Yuki was getting soaked, her hair falling over her eyes, making her look like a wet Yorkie. She was wearing sweatpants, a thin T-shirt, beaded bedroom slippers, no socks. Her teeth were chattering.
Jacobi flashed his light briefly around the interior of the Acura, then told Yuki, “Okay, you can get back in.”
He watched her buckle up, handed her back her license, and said, “I’ve been behind you for quite a while, Yuki. What the hell were you doing?”
“You were following me?”
“Please answer my question.”
“I was just going for a drive, okay?” she said, getting pissed off now.
“Don’t lie to me. You were following that Mercedes.”
“No—okay. But so what? I’m just, I’m just—it’s nothing!”
“Think about what you’re saying,” he said, raising his voice, wanting to shake her up, wanting to scare her a little.
“If that guy is the whackjob you believe he is, don’t you think he’s going to get you out of his way?
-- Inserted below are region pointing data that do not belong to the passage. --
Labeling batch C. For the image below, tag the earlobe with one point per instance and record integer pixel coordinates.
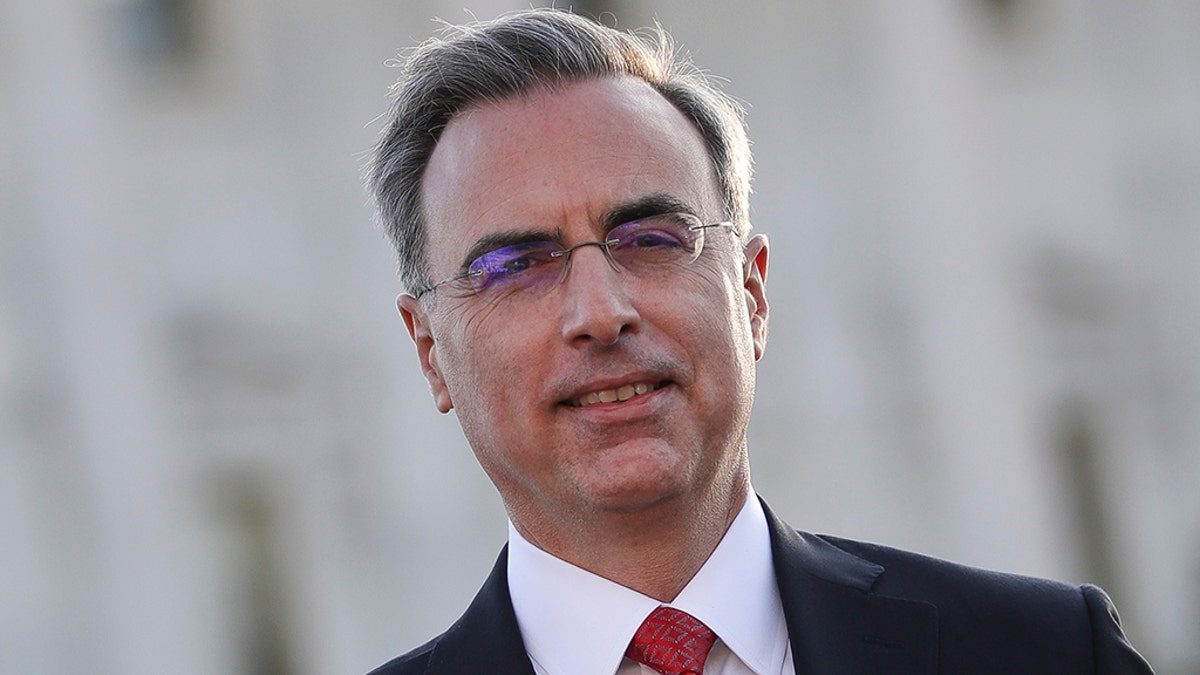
(754, 275)
(417, 321)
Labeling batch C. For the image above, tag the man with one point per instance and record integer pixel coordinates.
(570, 208)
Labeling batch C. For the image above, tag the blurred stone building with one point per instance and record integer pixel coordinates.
(216, 451)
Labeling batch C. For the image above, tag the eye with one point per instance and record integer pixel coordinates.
(513, 266)
(661, 232)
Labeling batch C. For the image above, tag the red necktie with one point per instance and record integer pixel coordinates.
(672, 641)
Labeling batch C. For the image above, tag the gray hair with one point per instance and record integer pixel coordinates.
(490, 61)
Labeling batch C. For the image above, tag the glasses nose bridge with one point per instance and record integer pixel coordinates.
(569, 255)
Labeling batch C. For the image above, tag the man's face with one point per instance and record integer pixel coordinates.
(557, 162)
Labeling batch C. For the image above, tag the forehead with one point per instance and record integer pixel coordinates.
(558, 159)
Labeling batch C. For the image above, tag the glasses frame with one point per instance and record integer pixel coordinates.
(605, 245)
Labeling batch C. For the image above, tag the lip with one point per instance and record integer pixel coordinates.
(621, 394)
(613, 392)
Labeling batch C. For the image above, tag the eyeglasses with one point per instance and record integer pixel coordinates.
(649, 246)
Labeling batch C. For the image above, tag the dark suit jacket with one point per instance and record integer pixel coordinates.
(856, 608)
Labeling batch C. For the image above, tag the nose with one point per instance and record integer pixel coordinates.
(597, 305)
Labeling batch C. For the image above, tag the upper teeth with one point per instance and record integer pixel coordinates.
(612, 395)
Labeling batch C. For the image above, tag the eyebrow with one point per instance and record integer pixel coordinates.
(648, 205)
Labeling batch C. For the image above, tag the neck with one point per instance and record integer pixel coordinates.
(654, 550)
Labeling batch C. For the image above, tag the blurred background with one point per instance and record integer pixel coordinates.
(216, 449)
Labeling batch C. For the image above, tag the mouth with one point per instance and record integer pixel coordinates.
(619, 394)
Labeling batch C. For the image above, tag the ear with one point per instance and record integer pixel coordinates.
(754, 275)
(418, 323)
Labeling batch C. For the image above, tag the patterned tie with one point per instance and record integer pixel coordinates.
(672, 641)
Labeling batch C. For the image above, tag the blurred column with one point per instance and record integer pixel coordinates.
(101, 311)
(995, 484)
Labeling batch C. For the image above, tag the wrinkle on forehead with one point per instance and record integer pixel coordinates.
(598, 143)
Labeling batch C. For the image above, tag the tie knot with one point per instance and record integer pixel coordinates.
(672, 641)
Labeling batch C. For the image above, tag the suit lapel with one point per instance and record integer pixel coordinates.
(486, 638)
(835, 622)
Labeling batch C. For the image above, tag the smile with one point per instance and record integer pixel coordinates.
(615, 395)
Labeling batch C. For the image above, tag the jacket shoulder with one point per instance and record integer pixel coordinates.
(412, 663)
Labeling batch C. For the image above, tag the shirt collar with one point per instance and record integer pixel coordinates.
(574, 621)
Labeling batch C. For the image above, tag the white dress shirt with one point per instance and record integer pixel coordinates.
(575, 622)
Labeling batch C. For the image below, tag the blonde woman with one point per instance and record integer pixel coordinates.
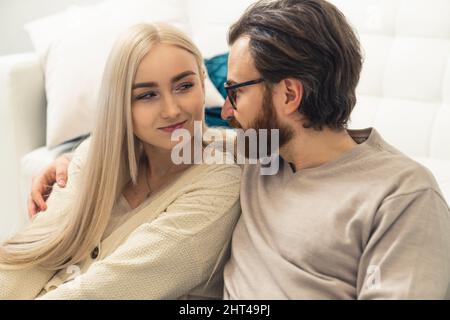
(130, 224)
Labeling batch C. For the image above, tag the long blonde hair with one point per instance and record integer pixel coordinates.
(112, 161)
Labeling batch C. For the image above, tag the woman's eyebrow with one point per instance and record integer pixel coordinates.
(154, 84)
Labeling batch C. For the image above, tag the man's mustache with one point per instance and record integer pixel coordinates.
(234, 123)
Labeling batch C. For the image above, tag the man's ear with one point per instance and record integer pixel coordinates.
(292, 93)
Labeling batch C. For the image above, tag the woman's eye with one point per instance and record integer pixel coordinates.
(146, 96)
(185, 86)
C’mon, Yuki, think.”
He watched Yuki make fish lips, coming up with nothing.
“I’m not being a prick here because it gives me a thrill. You’re a nice person and way too smart for this. You’re looking for trouble, and I hope to God you don’t find it.”
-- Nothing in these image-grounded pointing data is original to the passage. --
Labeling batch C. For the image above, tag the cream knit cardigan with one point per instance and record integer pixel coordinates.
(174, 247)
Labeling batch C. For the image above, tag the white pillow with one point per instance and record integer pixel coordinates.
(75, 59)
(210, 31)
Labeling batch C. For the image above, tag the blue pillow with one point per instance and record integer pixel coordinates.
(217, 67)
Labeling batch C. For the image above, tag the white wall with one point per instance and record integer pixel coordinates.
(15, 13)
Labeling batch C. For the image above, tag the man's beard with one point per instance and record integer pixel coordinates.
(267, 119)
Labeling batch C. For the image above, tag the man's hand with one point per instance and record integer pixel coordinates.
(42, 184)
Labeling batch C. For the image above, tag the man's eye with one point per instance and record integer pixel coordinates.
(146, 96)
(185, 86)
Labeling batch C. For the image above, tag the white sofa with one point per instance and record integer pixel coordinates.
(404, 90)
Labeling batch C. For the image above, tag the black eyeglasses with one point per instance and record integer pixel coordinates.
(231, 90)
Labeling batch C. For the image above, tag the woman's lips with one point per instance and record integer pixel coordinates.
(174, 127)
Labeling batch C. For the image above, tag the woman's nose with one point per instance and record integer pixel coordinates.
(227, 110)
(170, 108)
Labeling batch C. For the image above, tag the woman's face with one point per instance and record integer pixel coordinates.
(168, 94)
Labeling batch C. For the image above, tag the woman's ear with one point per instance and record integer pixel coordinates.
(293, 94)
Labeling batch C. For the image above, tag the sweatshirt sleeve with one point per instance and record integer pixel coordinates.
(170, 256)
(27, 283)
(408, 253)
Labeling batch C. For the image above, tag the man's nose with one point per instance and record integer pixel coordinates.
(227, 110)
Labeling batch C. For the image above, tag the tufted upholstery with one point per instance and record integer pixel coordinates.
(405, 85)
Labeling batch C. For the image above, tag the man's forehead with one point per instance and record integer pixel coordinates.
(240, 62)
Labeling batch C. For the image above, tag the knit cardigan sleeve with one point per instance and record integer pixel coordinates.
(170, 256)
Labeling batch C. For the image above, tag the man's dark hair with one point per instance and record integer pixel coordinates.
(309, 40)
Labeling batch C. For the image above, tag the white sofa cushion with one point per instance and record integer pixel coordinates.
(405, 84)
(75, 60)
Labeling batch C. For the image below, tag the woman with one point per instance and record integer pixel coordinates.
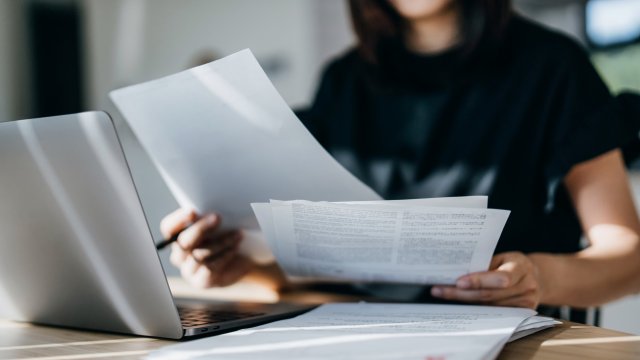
(451, 98)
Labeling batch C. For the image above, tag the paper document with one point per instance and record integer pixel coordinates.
(415, 242)
(533, 325)
(222, 137)
(366, 331)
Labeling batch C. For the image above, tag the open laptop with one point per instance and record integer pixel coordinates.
(76, 249)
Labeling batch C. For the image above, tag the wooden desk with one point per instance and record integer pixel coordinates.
(24, 341)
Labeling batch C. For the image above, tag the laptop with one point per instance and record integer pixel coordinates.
(75, 246)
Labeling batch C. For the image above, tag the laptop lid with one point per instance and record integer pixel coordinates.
(75, 247)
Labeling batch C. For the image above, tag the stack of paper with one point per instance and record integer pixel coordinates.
(367, 331)
(424, 241)
(533, 325)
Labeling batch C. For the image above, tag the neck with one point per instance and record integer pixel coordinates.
(433, 34)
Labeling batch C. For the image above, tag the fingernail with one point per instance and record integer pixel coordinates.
(463, 283)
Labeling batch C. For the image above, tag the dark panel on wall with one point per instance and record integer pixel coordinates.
(55, 52)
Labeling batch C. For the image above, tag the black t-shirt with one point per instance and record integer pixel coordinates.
(508, 120)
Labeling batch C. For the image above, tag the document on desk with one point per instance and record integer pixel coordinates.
(223, 137)
(425, 241)
(366, 331)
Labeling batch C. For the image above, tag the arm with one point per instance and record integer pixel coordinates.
(609, 268)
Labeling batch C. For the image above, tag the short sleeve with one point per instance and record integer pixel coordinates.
(585, 121)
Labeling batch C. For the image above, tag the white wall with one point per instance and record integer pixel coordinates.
(136, 40)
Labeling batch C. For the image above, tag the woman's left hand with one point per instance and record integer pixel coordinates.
(512, 280)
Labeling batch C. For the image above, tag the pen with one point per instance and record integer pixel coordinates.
(166, 242)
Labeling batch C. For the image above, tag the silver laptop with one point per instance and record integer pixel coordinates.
(75, 246)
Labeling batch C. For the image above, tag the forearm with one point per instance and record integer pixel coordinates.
(592, 276)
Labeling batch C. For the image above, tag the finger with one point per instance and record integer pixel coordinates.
(211, 248)
(178, 256)
(176, 221)
(210, 273)
(197, 233)
(189, 267)
(478, 296)
(506, 275)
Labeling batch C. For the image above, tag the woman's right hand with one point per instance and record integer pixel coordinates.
(205, 255)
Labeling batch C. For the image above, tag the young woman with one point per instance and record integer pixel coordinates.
(452, 98)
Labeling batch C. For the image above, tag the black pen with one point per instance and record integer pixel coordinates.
(166, 242)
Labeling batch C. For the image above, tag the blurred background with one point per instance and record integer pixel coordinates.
(64, 56)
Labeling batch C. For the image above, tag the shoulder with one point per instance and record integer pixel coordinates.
(543, 46)
(343, 66)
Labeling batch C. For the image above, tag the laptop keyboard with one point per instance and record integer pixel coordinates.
(191, 317)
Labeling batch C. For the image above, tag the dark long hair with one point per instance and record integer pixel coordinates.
(376, 20)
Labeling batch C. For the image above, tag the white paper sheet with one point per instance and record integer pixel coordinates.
(366, 331)
(380, 242)
(222, 137)
(533, 325)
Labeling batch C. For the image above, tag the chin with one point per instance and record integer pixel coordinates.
(420, 9)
Yuki wiped the water off her face with her hands, nodded her head. “Do you have to tell Lindsay?”
“That depends on you.”
“I’ll go home, Warren. I won’t even stop for gas. How’s that sound?”
“That’s fine. By the way, your inspection sticker has expired. Take care of that.”
“Thank you, Warren.”
“Okay. Drive safe. Be good.”
Jacobi walked back to his car, thinking about the job. He had a wistful thought about stopping for a hot meal at the diner near his apartment. Then home for a nightcap and the 49ers game.
He heard the radio sputtering his call numbers as he opened the car door.
Chapter 93
JACOBI PULLED UP behind the blue Ford on the corner of Taylor and Washington. He climbed out into the freaking rain again, walked over and exchanged a few words with Chi and Lemke.
As their Ford took off, Jacobi crossed Washington, ducked under the black awning with gold letters spelling “Venticello Ristorante.”
He labored up the stairs of the cream-colored two-story building, warm air and the smell of garlic and oregano greeting him as he entered the foyer, making his stomach growl.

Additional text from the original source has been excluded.